SEQanswers

Go Back   SEQanswers > Sequencing Technologies/Companies > Illumina/Solexa



Similar Threads
Thread Thread Starter Forum Replies Last Post
Converting FASTA/qual file pair from 454 to FASTQ oiiio Bioinformatics 9 01-01-2016 03:55 PM
Updated How to convert .txt file to .bed .GFF or .BAR file format, forevermark4 Bioinformatics 2 06-30-2014 05:02 AM
Converting GEO database TXT format to fasta Etherella Bioinformatics 4 09-03-2012 04:16 AM
converting consensus fastq to fasta zlu Bioinformatics 18 08-17-2011 09:11 AM
s_*_export.txt VS s_*_sequence.txt zhuj Illumina/Solexa 5 06-08-2010 01:35 PM

Reply
 
Thread Tools
Old 05-13-2013, 08:11 AM   #1
jddavis
Junior Member
 
Location: Texas

Join Date: May 2013
Posts: 7
Default converting s_*_sequence.txt file to Fasta

Dear All:

This is a simple question, but I'm new to bioinformatics and would love to have some help converting file types so that google and I are not "going it alone"...
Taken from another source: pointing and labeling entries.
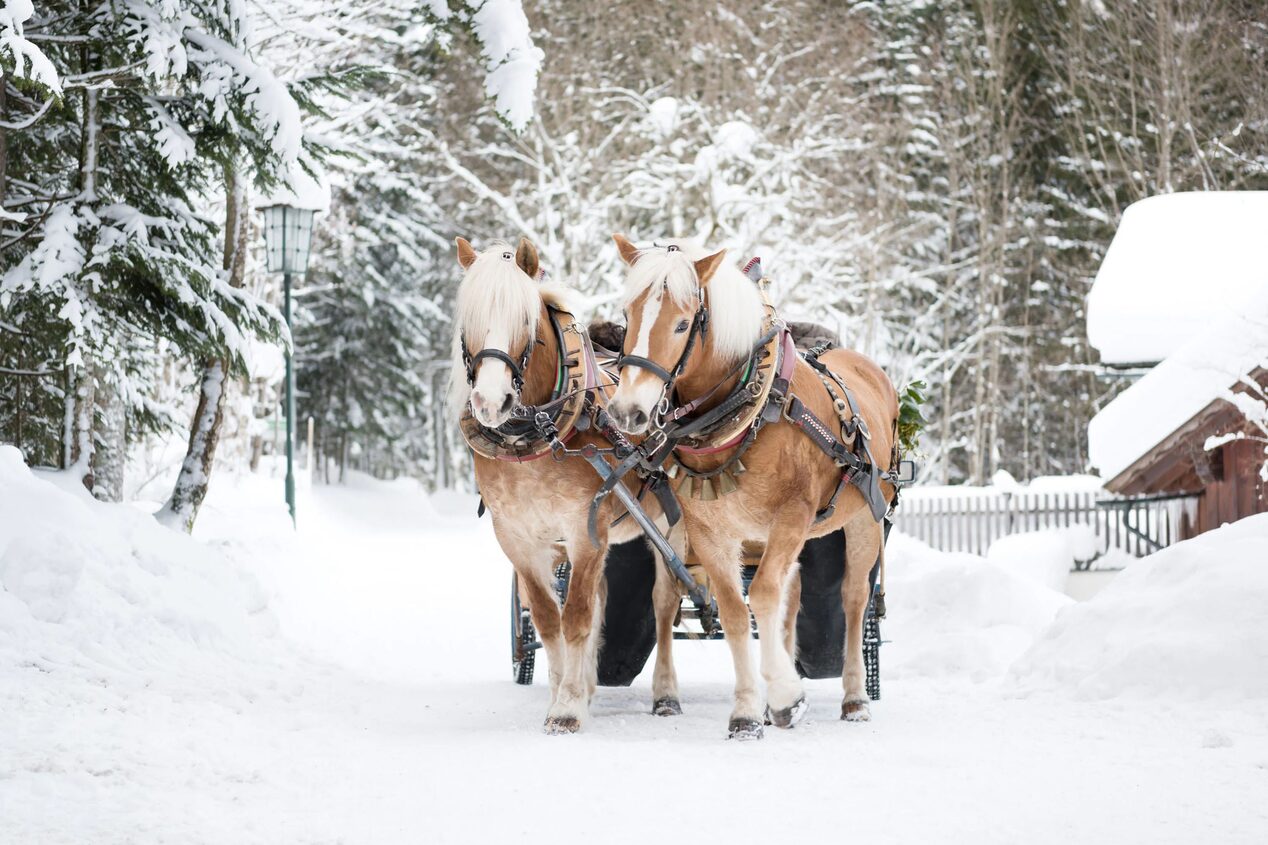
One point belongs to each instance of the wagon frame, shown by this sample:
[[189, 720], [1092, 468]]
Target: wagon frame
[[629, 624]]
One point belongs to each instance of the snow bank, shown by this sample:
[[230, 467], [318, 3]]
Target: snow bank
[[1042, 557], [1177, 263], [95, 590], [959, 615], [1187, 622]]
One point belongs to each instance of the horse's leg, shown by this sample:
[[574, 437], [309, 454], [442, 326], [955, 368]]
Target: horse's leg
[[581, 624], [535, 563], [719, 555], [666, 600], [790, 609], [862, 547], [769, 598]]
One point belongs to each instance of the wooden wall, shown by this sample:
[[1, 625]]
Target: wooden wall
[[1238, 490]]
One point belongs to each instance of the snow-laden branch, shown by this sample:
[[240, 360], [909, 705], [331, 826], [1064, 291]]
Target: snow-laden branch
[[27, 60]]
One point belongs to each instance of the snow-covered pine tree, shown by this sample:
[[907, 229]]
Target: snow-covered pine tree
[[157, 102]]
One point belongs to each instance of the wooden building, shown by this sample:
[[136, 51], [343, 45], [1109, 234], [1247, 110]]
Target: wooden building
[[1226, 480], [1179, 308]]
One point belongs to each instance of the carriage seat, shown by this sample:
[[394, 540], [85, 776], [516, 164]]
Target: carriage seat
[[609, 338]]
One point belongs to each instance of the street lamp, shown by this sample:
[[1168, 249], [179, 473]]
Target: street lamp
[[288, 234]]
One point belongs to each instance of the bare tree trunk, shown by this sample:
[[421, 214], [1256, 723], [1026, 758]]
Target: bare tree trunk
[[109, 457], [204, 432]]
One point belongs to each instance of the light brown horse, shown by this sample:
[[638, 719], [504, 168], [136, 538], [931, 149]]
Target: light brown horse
[[786, 478], [506, 353]]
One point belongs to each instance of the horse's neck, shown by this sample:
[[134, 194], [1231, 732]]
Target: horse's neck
[[706, 373], [543, 369]]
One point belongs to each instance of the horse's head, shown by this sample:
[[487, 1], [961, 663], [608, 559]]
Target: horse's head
[[667, 319], [497, 312]]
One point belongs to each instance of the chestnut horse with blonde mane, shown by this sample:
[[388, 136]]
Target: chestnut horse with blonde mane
[[506, 355], [691, 319]]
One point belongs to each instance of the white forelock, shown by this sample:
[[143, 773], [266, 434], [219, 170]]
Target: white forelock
[[495, 294], [736, 311]]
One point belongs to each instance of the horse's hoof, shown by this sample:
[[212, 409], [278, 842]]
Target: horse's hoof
[[561, 725], [666, 706], [789, 716], [855, 711]]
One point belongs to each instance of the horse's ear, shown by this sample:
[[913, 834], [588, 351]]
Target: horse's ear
[[465, 254], [708, 265], [629, 253], [526, 256]]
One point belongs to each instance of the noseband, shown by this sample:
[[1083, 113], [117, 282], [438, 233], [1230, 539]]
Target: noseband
[[516, 368]]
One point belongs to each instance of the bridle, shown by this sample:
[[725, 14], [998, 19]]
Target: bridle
[[471, 362], [699, 327], [516, 367]]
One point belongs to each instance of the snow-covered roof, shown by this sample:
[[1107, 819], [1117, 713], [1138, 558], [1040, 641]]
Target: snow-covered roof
[[1177, 263], [1197, 373]]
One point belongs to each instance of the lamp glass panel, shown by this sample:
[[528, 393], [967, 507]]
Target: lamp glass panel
[[287, 237]]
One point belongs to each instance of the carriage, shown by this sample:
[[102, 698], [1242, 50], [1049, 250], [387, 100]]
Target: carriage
[[685, 452], [629, 623]]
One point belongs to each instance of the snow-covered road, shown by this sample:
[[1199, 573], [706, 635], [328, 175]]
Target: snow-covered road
[[384, 713]]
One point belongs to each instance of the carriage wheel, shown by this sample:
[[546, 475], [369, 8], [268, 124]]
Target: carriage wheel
[[871, 650], [524, 638]]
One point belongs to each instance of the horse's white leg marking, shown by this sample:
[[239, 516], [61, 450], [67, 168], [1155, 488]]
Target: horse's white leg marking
[[862, 546], [666, 599], [767, 596], [719, 553], [535, 560], [581, 624]]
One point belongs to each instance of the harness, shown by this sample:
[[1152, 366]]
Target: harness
[[755, 402], [523, 437]]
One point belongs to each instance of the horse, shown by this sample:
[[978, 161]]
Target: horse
[[516, 345], [692, 322]]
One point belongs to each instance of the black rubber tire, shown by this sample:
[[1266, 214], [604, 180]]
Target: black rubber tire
[[629, 617], [524, 655], [821, 624], [871, 650]]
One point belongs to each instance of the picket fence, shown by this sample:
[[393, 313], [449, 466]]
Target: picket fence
[[973, 520]]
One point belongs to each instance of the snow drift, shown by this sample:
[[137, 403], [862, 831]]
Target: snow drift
[[94, 588], [1187, 622], [960, 615]]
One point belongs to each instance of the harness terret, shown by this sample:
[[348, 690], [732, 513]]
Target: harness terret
[[761, 397]]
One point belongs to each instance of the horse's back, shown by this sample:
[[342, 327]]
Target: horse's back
[[867, 381]]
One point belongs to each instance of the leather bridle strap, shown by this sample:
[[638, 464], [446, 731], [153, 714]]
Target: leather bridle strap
[[699, 326], [648, 364], [516, 367]]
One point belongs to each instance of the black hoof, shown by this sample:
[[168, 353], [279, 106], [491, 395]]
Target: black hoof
[[789, 716], [744, 730], [562, 725], [855, 711], [666, 707]]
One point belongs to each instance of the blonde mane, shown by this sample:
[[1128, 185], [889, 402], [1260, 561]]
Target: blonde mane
[[736, 312], [495, 292]]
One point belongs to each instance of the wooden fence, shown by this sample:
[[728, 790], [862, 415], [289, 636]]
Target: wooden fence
[[974, 520]]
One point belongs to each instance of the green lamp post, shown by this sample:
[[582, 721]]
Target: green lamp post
[[288, 234]]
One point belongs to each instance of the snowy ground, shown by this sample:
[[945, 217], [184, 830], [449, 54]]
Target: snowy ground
[[359, 690]]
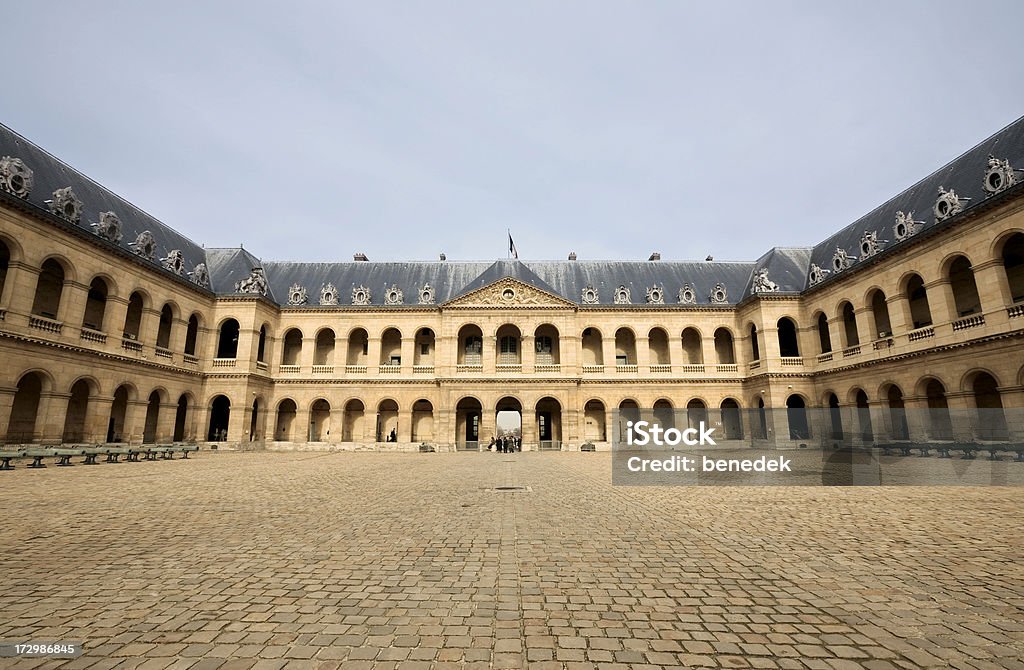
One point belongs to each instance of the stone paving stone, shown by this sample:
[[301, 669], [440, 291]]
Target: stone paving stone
[[273, 560]]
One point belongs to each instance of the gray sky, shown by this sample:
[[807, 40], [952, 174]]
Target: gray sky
[[308, 131]]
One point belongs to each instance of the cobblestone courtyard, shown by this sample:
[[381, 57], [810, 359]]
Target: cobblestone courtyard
[[409, 560]]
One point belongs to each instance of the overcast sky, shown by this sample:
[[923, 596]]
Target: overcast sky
[[309, 131]]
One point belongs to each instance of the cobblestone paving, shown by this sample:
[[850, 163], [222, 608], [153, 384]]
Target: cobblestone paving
[[410, 560]]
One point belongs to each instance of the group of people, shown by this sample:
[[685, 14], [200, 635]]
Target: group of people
[[505, 445]]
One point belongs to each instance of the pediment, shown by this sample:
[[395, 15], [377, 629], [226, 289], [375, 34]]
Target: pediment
[[509, 293]]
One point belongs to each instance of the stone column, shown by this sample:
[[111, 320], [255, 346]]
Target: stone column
[[19, 288], [179, 329], [404, 420], [643, 354], [373, 356], [97, 418], [72, 309], [608, 352], [569, 350], [489, 353], [408, 357], [134, 421], [6, 405], [899, 313], [836, 335], [993, 289], [864, 324], [676, 354], [165, 422], [941, 301]]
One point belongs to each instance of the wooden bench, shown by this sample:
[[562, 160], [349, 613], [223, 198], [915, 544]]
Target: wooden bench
[[7, 456]]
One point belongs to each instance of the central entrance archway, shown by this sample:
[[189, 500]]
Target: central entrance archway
[[508, 420], [549, 424], [467, 423]]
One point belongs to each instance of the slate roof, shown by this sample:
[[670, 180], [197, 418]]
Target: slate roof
[[787, 267], [49, 173]]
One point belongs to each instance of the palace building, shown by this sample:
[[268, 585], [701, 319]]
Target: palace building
[[116, 328]]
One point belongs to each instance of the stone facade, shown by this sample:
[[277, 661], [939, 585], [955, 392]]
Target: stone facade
[[99, 344]]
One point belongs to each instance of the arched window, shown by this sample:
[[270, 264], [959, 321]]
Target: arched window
[[788, 346], [227, 343], [657, 344], [939, 424], [796, 412]]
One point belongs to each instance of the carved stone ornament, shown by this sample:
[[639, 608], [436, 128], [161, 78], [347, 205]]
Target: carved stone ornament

Here is the file header/format (from a very old sequencing file):

@BRITNEYSPEARS_1_FC203R3AAXX:2:1:208:502
TGGTGCAAAATATGAAGTCAATAAGATTAAAATAAA
+BRITNEYSPEARS_1_FC203R3AAXX:2:1:208:502
ZZZZZZZZZZZZZZZZZZZZZZZZZZZZZZZZZZZU

all are saved as s_*_sequence.txt where *=some number...what I'd like is to convert them to *.fasta format so I can complete my "pipeline" analysis I already set-up in Linux...the softwares I intend to use are (in order):

FastQC
sickle
BWA
Picard
GATK

annotate with DAVID or ANNOVAR...

Please help -- you will earn lots of good "juju"...
jddavis is offline   Reply With Quote
Old 05-13-2013, 08:37 AM   #2
kbradnam
Member
 
Location: Davis, CA

Join Date: May 2011
Posts: 53
Default

Your text files are in fact in FASTQ format. If you look for FASTQ to FASTA converters, you will probably find a lot.
kbradnam is offline   Reply With Quote
Old 05-13-2013, 08:37 AM   #3
SNPsaurus
Registered Vendor
 
Location: Eugene, OR

Join Date: May 2013
Posts: 501
Default

There are many unix one-line solutions to this, but I often use:
sed -n '1~4s/^@/>/p;2~4p' FILENAME.fastq > FILENAME.fasta
SNPsaurus is offline   Reply With Quote
Old 05-13-2013, 09:12 AM   #4
kmcarr
Senior Member
 
Location: USA, Midwest

Join Date: May 2008
Posts: 1,169
Default

Quote:
Originally Posted by jddavis View Post
Dear All:

This is a simple question, but I'm new to bioinformatics and would love to have some help converting file types so that google and I are not "going it alone"...

Here is the file header/format (from a very old sequencing file):

@BRITNEYSPEARS_1_FC203R3AAXX:2:1:208:502
TGGTGCAAAATATGAAGTCAATAAGATTAAAATAAA
+BRITNEYSPEARS_1_FC203R3AAXX:2:1:208:502
ZZZZZZZZZZZZZZZZZZZZZZZZZZZZZZZZZZZU

all are saved as s_*_sequence.txt where *=some number...what I'd like is to convert them to *.fasta format so I can complete my "pipeline" analysis I already set-up in Linux...the softwares I intend to use are (in order):

FastQC
sickle
BWA
Picard
GATK

annotate with DAVID or ANNOVAR...

Please help -- you will earn lots of good "juju"...
Don't convert your files. Your files in in FASTQ format and FASTQ is the de facto standard for Next Generation Sequence data. All of the tools you have listed (at least the first group there) expect the input to be in FASTQ format. See the Wikipedia page for FASTQ.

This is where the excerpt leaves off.